Coaching and mentoring are techniques used to develop an individual’s skills, knowledge or work performance (CIPD, 2013). Good coaching and mentoring has the potential to take the learner beyond the limitations of the coach or mentor’s own knowledge (Whitmore, 2009, p.13). The terms ‘coaching’ and ‘mentoring’ can be difficult to explain because of an overlap in the skills they require i.e. listening, questioning, clarifying and reframing (CIPD, 2013). See Table 1 for an overview of the key differences between coaching and mentoring.

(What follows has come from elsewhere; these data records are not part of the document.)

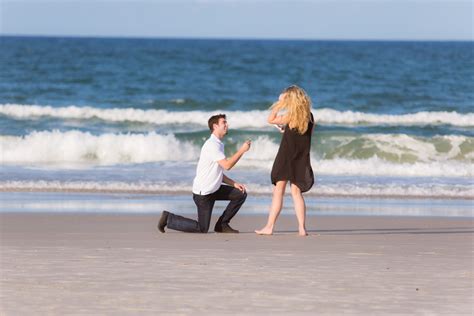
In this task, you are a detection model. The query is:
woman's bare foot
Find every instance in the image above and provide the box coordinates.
[255,226,273,235]
[298,229,308,237]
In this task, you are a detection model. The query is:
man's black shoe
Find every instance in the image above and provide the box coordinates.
[214,223,239,234]
[158,211,170,233]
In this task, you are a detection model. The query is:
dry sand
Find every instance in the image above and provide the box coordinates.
[0,213,474,315]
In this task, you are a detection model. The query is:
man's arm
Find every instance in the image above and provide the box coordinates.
[217,140,251,170]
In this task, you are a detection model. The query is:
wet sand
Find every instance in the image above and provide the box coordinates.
[0,213,474,315]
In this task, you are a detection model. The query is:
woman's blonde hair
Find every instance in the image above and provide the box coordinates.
[271,86,311,135]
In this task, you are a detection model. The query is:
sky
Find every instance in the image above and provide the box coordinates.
[0,0,474,41]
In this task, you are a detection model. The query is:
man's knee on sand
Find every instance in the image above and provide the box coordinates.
[234,191,247,203]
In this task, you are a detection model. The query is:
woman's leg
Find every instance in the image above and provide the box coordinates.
[255,181,288,235]
[291,183,308,236]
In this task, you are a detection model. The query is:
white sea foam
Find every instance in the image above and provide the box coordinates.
[0,104,474,128]
[0,181,474,199]
[0,131,474,177]
[0,131,199,165]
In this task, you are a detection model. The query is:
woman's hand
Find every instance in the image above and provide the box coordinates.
[234,182,247,192]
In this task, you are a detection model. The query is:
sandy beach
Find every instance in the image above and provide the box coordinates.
[0,213,474,315]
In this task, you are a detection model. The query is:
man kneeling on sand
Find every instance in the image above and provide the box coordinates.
[158,114,251,233]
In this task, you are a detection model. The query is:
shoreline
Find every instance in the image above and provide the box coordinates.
[0,188,474,201]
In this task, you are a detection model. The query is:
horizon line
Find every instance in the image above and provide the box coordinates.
[0,33,474,42]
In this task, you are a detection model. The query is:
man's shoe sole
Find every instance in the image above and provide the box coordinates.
[157,211,170,233]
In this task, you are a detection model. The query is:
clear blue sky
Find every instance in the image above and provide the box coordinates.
[0,0,474,40]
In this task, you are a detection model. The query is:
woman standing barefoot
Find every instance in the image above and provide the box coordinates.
[255,86,314,236]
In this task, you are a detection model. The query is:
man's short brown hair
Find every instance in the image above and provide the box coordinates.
[207,114,226,132]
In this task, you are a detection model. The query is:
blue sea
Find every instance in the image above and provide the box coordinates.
[0,36,474,212]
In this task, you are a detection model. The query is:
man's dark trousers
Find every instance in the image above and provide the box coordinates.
[166,185,247,233]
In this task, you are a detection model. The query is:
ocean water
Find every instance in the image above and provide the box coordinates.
[0,37,474,200]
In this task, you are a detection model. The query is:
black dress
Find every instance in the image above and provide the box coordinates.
[271,114,314,192]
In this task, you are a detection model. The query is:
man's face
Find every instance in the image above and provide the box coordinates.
[214,118,229,136]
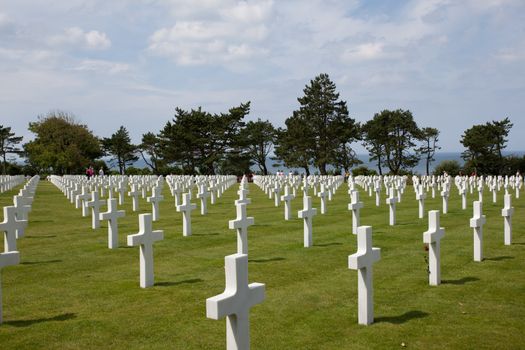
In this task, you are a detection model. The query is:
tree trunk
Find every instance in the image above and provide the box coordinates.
[319,163,326,175]
[303,165,310,176]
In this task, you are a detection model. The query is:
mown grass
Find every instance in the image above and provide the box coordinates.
[0,181,525,349]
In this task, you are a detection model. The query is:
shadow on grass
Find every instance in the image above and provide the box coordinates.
[155,278,204,287]
[314,242,343,247]
[374,310,429,324]
[24,235,56,239]
[441,277,479,285]
[4,313,77,327]
[485,256,514,261]
[248,256,286,263]
[21,260,62,265]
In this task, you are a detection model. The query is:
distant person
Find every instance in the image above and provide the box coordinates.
[86,166,95,179]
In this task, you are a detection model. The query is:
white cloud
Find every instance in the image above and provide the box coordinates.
[73,60,131,74]
[148,0,273,65]
[48,27,111,50]
[342,43,385,61]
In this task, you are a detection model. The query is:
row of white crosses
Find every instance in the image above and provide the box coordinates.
[50,176,235,288]
[206,177,265,350]
[0,175,26,193]
[0,175,40,324]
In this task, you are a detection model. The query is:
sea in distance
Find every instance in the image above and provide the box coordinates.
[264,151,525,175]
[130,151,525,175]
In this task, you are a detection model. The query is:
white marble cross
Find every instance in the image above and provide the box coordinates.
[297,196,317,248]
[128,184,140,211]
[441,185,450,214]
[13,196,31,239]
[197,185,210,215]
[423,210,445,286]
[235,183,252,205]
[386,187,397,226]
[416,185,427,219]
[348,190,363,235]
[317,184,328,214]
[281,185,295,220]
[273,183,281,207]
[470,201,487,261]
[501,194,514,245]
[208,181,218,204]
[86,191,106,230]
[478,183,483,203]
[117,181,127,205]
[146,186,164,221]
[177,193,197,237]
[128,214,164,288]
[76,186,91,218]
[459,184,467,210]
[206,254,265,350]
[0,251,20,324]
[99,198,126,249]
[0,206,27,252]
[348,226,381,325]
[229,204,254,254]
[374,181,381,207]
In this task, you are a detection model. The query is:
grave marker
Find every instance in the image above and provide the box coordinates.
[99,198,126,249]
[423,210,445,286]
[229,204,254,254]
[470,201,487,261]
[0,251,20,324]
[177,193,197,237]
[501,194,514,245]
[348,226,381,325]
[348,190,363,235]
[128,214,164,288]
[297,196,317,248]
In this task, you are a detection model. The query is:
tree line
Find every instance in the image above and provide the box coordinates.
[0,74,525,175]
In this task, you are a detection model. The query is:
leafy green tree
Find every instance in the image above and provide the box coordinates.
[361,116,388,175]
[276,74,359,175]
[274,113,314,176]
[460,118,513,174]
[418,127,441,175]
[24,111,103,175]
[159,102,250,175]
[0,125,23,175]
[240,119,276,175]
[102,126,139,175]
[434,160,461,176]
[363,109,421,175]
[138,132,162,174]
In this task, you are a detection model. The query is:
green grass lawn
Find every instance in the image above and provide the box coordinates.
[0,181,525,350]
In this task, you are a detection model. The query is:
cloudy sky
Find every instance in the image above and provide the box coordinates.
[0,0,525,151]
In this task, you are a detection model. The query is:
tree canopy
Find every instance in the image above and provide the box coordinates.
[276,74,359,175]
[363,109,422,175]
[102,126,139,175]
[0,125,23,175]
[460,118,513,174]
[24,111,102,174]
[159,102,250,175]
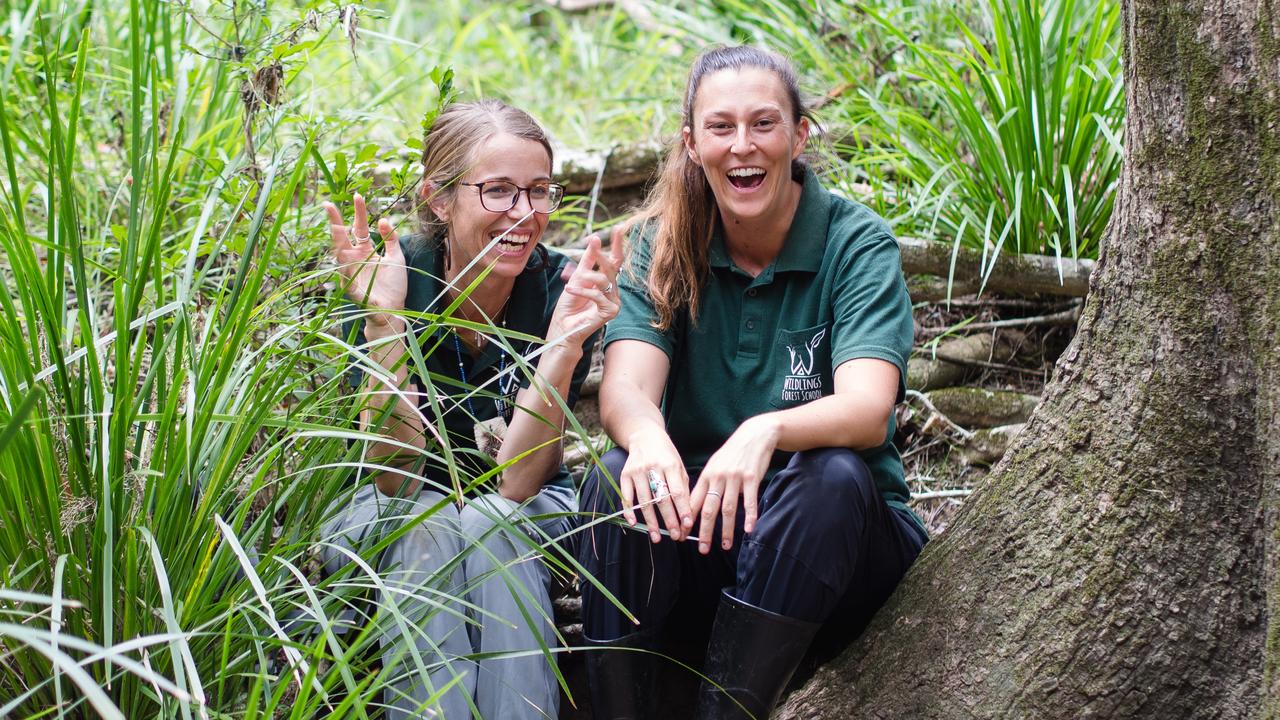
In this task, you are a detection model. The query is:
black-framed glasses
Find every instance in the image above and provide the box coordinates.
[458,181,564,215]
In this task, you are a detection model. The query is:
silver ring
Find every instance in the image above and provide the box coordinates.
[646,470,671,500]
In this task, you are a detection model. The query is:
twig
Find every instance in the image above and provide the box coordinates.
[911,489,973,502]
[906,389,973,439]
[920,305,1080,334]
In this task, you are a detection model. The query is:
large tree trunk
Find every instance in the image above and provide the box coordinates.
[781,0,1280,720]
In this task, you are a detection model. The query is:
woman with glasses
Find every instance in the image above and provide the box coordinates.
[325,100,618,720]
[579,47,925,719]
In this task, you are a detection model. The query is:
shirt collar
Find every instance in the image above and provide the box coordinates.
[707,168,831,273]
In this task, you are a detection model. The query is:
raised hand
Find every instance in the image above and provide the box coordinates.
[547,226,622,347]
[324,195,408,324]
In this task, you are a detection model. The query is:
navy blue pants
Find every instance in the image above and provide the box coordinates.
[579,448,927,641]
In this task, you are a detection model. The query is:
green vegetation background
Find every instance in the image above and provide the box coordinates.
[0,0,1124,719]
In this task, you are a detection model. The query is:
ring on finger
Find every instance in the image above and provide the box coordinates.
[648,470,671,500]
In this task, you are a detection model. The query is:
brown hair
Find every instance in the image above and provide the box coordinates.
[417,99,556,254]
[639,45,813,331]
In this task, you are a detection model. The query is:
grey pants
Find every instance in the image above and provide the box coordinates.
[323,483,577,720]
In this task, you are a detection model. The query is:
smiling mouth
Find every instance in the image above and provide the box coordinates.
[489,231,531,254]
[726,168,767,190]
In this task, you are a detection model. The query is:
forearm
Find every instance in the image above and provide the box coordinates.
[744,393,892,452]
[498,345,582,502]
[360,319,426,495]
[600,373,667,451]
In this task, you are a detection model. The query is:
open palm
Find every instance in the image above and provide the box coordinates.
[324,195,408,322]
[547,233,622,346]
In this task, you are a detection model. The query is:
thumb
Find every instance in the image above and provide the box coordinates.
[378,218,404,261]
[609,220,631,268]
[577,234,600,270]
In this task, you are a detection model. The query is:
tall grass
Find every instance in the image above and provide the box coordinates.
[861,0,1124,266]
[0,0,609,717]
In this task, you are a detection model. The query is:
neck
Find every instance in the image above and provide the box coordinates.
[444,260,516,322]
[721,182,803,275]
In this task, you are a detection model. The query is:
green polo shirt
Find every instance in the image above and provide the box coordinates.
[604,172,914,520]
[344,237,596,488]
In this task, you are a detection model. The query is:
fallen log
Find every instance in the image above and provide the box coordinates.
[906,333,1021,391]
[557,235,1097,297]
[925,387,1041,427]
[897,237,1097,297]
[957,423,1024,466]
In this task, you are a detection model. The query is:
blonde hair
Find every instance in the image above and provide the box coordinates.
[639,45,813,331]
[417,100,556,241]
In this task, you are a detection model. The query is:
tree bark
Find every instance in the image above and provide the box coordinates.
[780,0,1280,720]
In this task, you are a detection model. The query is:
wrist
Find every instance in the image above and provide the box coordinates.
[741,413,782,450]
[543,341,582,365]
[627,423,671,451]
[365,313,404,340]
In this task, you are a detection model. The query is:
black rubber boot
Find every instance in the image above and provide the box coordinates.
[698,591,820,720]
[584,629,658,720]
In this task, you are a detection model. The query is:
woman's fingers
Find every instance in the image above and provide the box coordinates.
[742,480,760,533]
[609,220,631,266]
[618,470,636,527]
[573,234,600,282]
[351,193,370,245]
[632,473,662,542]
[658,471,687,541]
[378,218,404,265]
[721,475,741,550]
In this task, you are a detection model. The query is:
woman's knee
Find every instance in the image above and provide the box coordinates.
[579,447,627,515]
[458,493,515,542]
[785,447,882,524]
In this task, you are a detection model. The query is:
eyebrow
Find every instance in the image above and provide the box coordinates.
[476,176,552,184]
[703,105,783,120]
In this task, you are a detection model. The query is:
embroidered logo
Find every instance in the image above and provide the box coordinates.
[782,328,827,402]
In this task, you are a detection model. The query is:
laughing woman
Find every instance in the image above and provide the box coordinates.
[580,47,925,720]
[324,101,618,720]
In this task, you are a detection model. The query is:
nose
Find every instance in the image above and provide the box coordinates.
[728,124,751,155]
[507,188,534,219]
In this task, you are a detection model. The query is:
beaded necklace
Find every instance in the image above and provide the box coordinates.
[452,314,507,418]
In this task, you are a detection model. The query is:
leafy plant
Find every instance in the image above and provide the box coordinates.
[0,0,606,717]
[863,0,1124,274]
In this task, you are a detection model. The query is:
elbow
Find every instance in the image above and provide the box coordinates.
[850,405,893,450]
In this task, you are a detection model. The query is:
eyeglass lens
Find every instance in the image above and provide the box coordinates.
[480,181,564,214]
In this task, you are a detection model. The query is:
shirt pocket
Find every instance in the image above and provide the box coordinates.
[769,324,835,409]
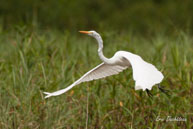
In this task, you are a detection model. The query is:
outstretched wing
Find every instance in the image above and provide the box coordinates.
[119,51,164,90]
[44,63,127,98]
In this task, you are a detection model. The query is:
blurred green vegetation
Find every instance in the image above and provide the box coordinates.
[0,0,193,33]
[0,28,193,129]
[0,0,193,129]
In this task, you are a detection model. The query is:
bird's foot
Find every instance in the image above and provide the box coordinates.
[146,89,153,98]
[158,84,170,96]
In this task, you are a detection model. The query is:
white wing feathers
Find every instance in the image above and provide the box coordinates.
[44,63,127,98]
[119,51,164,91]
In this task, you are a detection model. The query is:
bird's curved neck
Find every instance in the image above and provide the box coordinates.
[95,35,113,64]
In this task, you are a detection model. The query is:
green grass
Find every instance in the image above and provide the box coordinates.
[0,28,193,129]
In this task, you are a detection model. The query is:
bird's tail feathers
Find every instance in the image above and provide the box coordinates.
[43,85,75,98]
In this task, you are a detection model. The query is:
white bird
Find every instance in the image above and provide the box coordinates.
[44,31,164,98]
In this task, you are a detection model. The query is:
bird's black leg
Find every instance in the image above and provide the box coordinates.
[158,84,170,95]
[146,89,153,97]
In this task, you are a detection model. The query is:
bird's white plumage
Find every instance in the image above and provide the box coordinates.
[44,31,164,98]
[115,51,164,90]
[44,63,127,98]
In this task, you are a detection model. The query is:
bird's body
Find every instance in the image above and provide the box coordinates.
[44,31,164,98]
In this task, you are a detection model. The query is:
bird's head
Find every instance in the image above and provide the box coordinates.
[79,30,100,38]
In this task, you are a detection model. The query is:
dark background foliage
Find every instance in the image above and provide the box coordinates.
[0,0,193,33]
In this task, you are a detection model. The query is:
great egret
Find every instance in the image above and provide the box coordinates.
[44,31,164,98]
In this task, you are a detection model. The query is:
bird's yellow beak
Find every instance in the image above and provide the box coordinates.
[79,31,92,34]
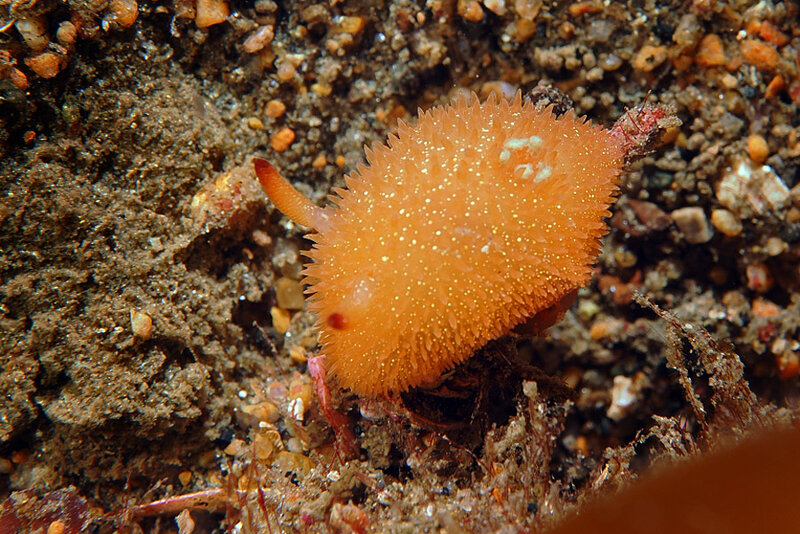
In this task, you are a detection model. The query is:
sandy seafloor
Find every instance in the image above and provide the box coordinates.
[0,0,800,534]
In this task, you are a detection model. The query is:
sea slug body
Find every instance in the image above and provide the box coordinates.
[255,93,629,396]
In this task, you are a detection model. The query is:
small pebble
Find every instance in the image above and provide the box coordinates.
[775,352,800,380]
[25,52,64,79]
[606,375,642,421]
[194,0,230,28]
[739,39,781,70]
[764,74,786,98]
[711,209,742,237]
[241,401,281,426]
[670,206,714,245]
[275,276,305,310]
[277,61,295,82]
[131,309,153,341]
[751,297,781,317]
[764,236,789,257]
[694,33,728,67]
[223,438,244,456]
[108,0,139,28]
[747,134,769,164]
[247,117,264,130]
[758,20,791,46]
[633,45,667,72]
[289,345,308,363]
[456,0,483,22]
[483,0,506,17]
[311,154,328,169]
[269,306,292,334]
[266,100,286,118]
[270,126,295,152]
[178,471,192,486]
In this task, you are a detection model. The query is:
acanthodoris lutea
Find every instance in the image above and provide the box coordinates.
[255,93,625,396]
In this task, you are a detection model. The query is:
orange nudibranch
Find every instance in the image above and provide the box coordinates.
[255,93,676,396]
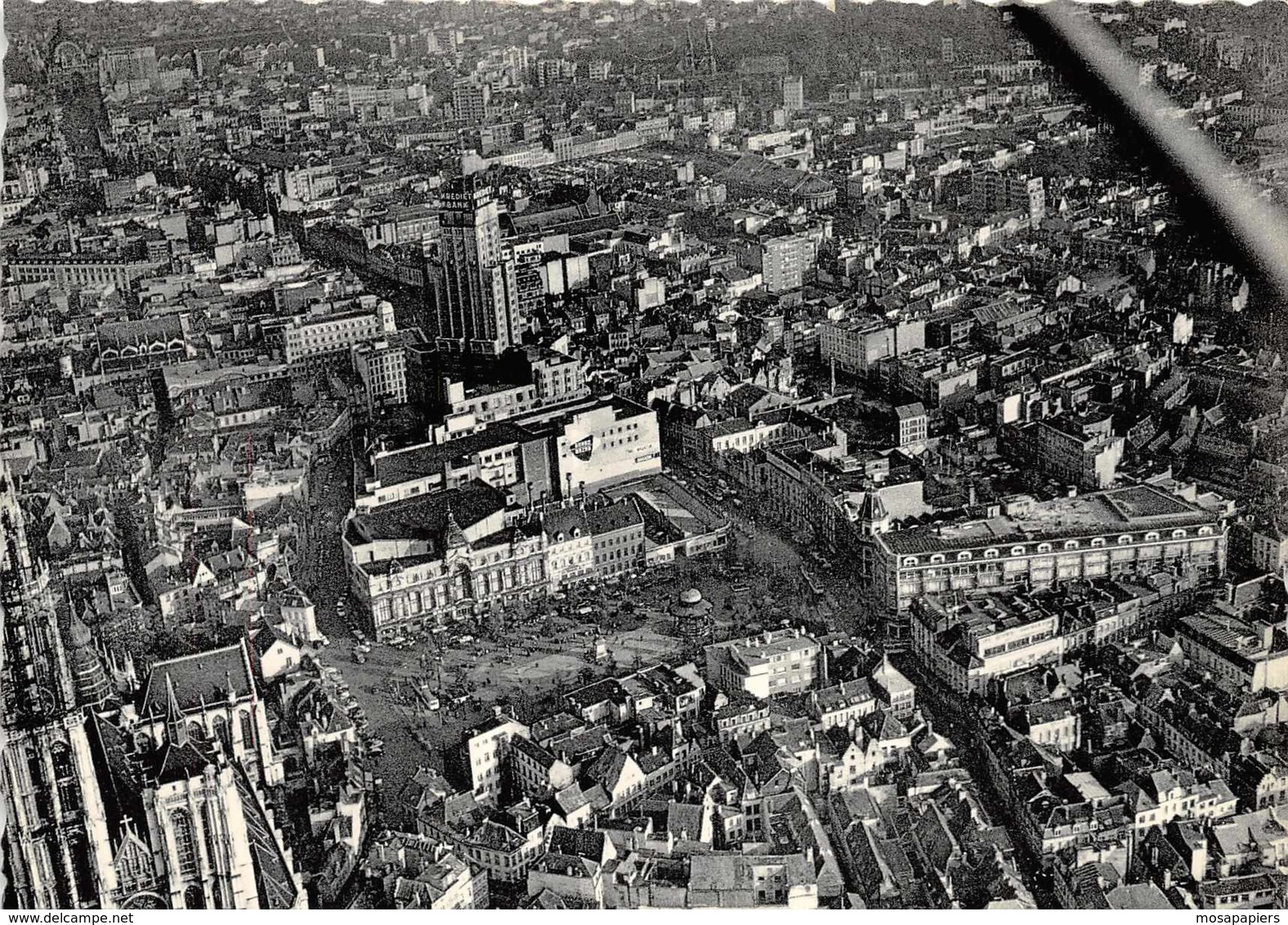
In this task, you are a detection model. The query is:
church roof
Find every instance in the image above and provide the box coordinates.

Table 1 Key differences between coaching and mentoring. Information presented in this table has been taken from definitions developed by Megginson and Clutterbuck (2012, p.4); and Whitmore (2009, p.14).

Coaching Mentoring
Relates primarily to performance improvement Relates primarily to the identification and nurturing of potential
Typically short-term in its nature Typically a long-term relationship
Goals agreed with or at the suggestion of the coach Goals may change and are always set by the learner
Coach primarily owns the process Learner primarily owns the process
Does not require knowledge/experience of the subject being addressed Requires knowledge/experience of the subject being addressed


Association for Coaching (no date) Coaching defined. Available at: (Accessed: 13 June 2014).

CIPD (2013) Coaching and mentoring. Available at: (Accessed: 5 June 2014).

Drucker, P. F. (1994) ‘The theory of the business. (cover story)’, Harvard Business Review, 72 (5), pp. 95-104, EBSCOhost [Online]. Available at: (Accessed: 12 June 2014).

Megginson, D. and Clutterbuck, D. (2012) Techniques for Coaching and Mentoring. 2nd Edn. Oxon: Routledge.

Whitmore, J. (2009) Coaching for Performance. GROWing human potential and purpose. The principles and practice of coaching and leadership. 4th Edn. London: Nicholas Brealey Publishing.

Zeus, P. and Skiffington, S. (2008) The Complete Guide to Coaching at Work. Australia: McGraw-Hill Book Company Australia Pty Limited.

Other thoughts

In their book “Coaching and Mentoring: Theory and Practice” Garvey, Stokes, and Megginson (2012) make a very compelling argument, or seem to be–I’m struggling to interpret it, that their is no difference and that any difference is fundamentally determined by the social context. That is perhaps a bit deep for me to really get my head around at this stage but it’s nagging me.

Garvey, R., Stokes, P. and Megginson, D. (2012) Coaching and Mentoring: Theory and Practice. London: SAGE Publications Ltd.